Over the decades, Tranströmer has risen and risen not only for what he puts into his poetry but for what he has so steadfastly kept out: recrimination, political fire, self-pity of any kind. He is probably the most mild and forgiving writer who has ever received the prize. It is as if he has done away with the very wound that has seemed to fester at the heart of the literary world, forever. “There is one who is good. There is one who can see all without hating,” he writes in one poem, presumably a reference to a Christ, unmentionable in secular Sweden, but perhaps just as applicable to Tranströmer’s own role of as an innocent in the tortured, envy-driven world of literature.

In Tranströmer there is no fear of the borders between reality, dream, waking-dream, life, or death.

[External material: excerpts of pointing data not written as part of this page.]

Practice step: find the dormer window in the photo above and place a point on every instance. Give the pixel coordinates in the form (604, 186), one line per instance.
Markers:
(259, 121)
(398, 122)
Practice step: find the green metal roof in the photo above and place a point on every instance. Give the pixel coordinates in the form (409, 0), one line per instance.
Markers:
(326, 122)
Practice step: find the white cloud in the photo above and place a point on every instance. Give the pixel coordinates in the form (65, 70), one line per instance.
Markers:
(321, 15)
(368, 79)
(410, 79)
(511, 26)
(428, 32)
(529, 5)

It’s all one symphony of sound, melody, metaphor, perception, imagination, or maybe—as I believe—a true portal to other realms.

His persistent yet reassuring alienation is evident in the first line of the first poem, “Prelude,” from his 1954 debut collection, “Waking is a parachute jump from the dream.” With a few exceptions, he avoids the word “I” altogether in his first poems and introduces himself as “the traveler.”

Slightly critical of the pretensions of his debut collection, his later poetry becomes more intimate, warm, generous, and finally so gripping as to virtually transcend whatever it is we believe we mean when we say “poetry.” By the 1970s, he began to transmit something so pure and radiant it seems to dissolve all linguistic self-consciousness—the very skins of poetry.

Everything in poetry that seems to want to separate the poet from the meanings he gleans, or put distance between himself and the reader—everything lofty—is blessedly missing. He is reassuring and uplifting, even about death. In one poem he calls it “the real party,” likening the hue of violet wild flowers to an ecstatic invitation from the underworld. In another, he calmly states, “At long last, when space is black, a plane will come. The passengers will see the cities beneath them glittering like the gold of the Goths.” When asked in an interview if his fear of death, which afflicted him when he was younger, was still with him, he said simply, “No.”

In one often quoted stanza from his poem “Leaflet,” included in his 1989 collection For the Living and the Dead, he actually uses an exclamation mark to drive home the Tranströmerian view of death, supplanting Ingmar Bergman’s dark vision, which earned Sweden a bad rap for half-a-century:

          We living nails hammered down in society!

          One day we shall loosen from everything.
          We shall feel death’s air under our wings
          And become milder and wilder than here.

His poetry seems to work directly on the senses, to wake you up to wonder, often by allowing the mechanical world to come alive just as nature does, in mystical symbiosis. In the short poem “Homewards,” from Tranströmer’s stunning 1978 collection The Truth-Barrier, you get the essence of Tranströmer in all its strange, innocent beauty:

          A telephone call poured out in the night and glittered over the countryside
          and in the suburbs.
          Afterwards I slept uneasily in the hotel bed.
          I was like the needle in a compass carried through the forest by an          
          orienteer with a thumping heart.